Un décompte spécifique se fait aussi pour les personnes en dehors du champ politique. Artistes, scientifiques, célébrités diverses… En fonction de leur déclaration, ils entrent dans les bilans de candidats spécifiques. Pour Malcolm Duquesney, « la personne doit dire "je compte voter pour un tel", ce doit être explicite, il n’y a alors pas de doute sur le décompte. » Ainsi, les critiques jugeant les idées du Rassemblement national xénophobes, le programme économique du Nouveau Front populaire irréalisable, et irresponsable la majorité sortante ne peuvent être comptabilisées d’une manière ou d’une autre. Une des limites des relevés des temps de parole, selon Erik Kervellec. « Cela peut être défavorable à une coalition, à des partis, explique-t-il, mais on ne peut le faire apparaître comme tel nulle part. »

« C’est extrêmement fastidieux et long, on n’est pas staffé pour ça »

Ainsi, une simple phrase, aussi courte soit-elle, peut se retrouver fractionnée, distribuée dans divers décomptes. Et avoir des effets sur les activités des journalistes. Car les médias audiovisuels doivent déclarer les temps de parole deux fois par semaine — soit six transmissions de données pour le premier tour, une seule pour le deuxième. Il faut donc, en permanence, garder un œil sur les chronomètres, prendre en compte les interviews et reportages à venir.
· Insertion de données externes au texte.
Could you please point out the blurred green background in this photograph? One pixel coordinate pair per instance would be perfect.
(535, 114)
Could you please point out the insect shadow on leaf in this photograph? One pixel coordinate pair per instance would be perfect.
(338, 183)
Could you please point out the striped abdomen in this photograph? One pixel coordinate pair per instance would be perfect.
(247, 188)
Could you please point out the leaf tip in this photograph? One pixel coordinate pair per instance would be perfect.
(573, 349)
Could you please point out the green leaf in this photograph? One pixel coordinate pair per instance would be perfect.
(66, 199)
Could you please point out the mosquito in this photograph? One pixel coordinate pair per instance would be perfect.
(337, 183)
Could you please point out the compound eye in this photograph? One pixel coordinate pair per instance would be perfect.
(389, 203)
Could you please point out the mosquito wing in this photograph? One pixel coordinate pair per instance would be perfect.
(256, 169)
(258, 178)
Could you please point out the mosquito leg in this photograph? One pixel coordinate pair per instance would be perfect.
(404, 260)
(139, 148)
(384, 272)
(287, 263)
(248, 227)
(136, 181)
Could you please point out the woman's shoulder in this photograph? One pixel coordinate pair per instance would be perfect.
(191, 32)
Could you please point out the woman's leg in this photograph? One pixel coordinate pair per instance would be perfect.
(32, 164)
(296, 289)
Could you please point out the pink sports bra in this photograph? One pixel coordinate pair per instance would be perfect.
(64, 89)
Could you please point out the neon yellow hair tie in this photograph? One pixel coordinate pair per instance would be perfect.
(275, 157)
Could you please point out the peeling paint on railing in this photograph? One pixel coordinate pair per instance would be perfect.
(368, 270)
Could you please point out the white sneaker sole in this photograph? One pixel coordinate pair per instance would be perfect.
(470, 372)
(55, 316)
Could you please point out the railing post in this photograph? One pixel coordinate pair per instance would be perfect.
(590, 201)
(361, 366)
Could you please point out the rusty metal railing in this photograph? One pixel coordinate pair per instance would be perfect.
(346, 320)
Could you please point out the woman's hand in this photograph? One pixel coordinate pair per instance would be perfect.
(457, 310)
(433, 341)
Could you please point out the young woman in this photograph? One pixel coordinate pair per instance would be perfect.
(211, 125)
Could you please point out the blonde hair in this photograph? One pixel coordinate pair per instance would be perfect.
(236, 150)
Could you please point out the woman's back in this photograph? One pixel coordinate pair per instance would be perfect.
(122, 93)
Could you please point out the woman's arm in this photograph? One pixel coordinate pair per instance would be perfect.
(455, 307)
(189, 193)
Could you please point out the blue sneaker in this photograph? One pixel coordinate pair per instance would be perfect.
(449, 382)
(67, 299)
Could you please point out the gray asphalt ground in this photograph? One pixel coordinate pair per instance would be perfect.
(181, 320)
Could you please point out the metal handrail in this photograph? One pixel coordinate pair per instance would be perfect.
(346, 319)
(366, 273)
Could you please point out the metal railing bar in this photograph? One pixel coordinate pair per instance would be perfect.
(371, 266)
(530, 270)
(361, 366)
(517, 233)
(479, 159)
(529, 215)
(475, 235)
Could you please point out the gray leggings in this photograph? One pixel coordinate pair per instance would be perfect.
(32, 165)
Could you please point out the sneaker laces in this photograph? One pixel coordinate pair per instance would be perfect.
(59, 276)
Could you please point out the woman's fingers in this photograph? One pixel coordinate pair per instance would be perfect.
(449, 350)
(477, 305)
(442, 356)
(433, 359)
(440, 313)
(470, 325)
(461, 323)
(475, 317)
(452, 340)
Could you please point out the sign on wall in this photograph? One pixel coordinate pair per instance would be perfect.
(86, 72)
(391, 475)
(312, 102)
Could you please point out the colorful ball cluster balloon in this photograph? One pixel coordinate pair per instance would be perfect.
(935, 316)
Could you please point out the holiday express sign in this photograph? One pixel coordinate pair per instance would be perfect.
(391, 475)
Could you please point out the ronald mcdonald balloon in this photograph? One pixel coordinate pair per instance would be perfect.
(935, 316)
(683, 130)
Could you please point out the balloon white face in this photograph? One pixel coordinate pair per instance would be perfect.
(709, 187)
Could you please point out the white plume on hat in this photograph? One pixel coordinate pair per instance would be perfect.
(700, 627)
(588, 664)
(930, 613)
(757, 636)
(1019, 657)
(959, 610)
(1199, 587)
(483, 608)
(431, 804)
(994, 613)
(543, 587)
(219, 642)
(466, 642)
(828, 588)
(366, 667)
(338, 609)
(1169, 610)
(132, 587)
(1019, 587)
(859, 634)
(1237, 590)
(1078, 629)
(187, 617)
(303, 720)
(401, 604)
Pour éviter à tout prix des équilibrages en catastrophe. Ou pire, si un événement bouscule l’actualité, l’impossibilité d’égaliser.

Mais même sans cataclysme extérieur à la campagne, la tâche s’avère complexe. Du fait, en partie, de l’accélération du temps politique. Chez Altice, deux personnes supplémentaires auraient d’ordinaire été recrutées pour aider au décompte. Pas cette fois. Le temps a manqué. Des stagiaires, présents six mois dans le groupe, s’y collent. D’habitude, Malcolm Dusquesney supervise, mais pour ces scrutins il met les mains dans le cambouis. Y compris les week-ends, « pour éviter les journées à rallonge pour les équipes ».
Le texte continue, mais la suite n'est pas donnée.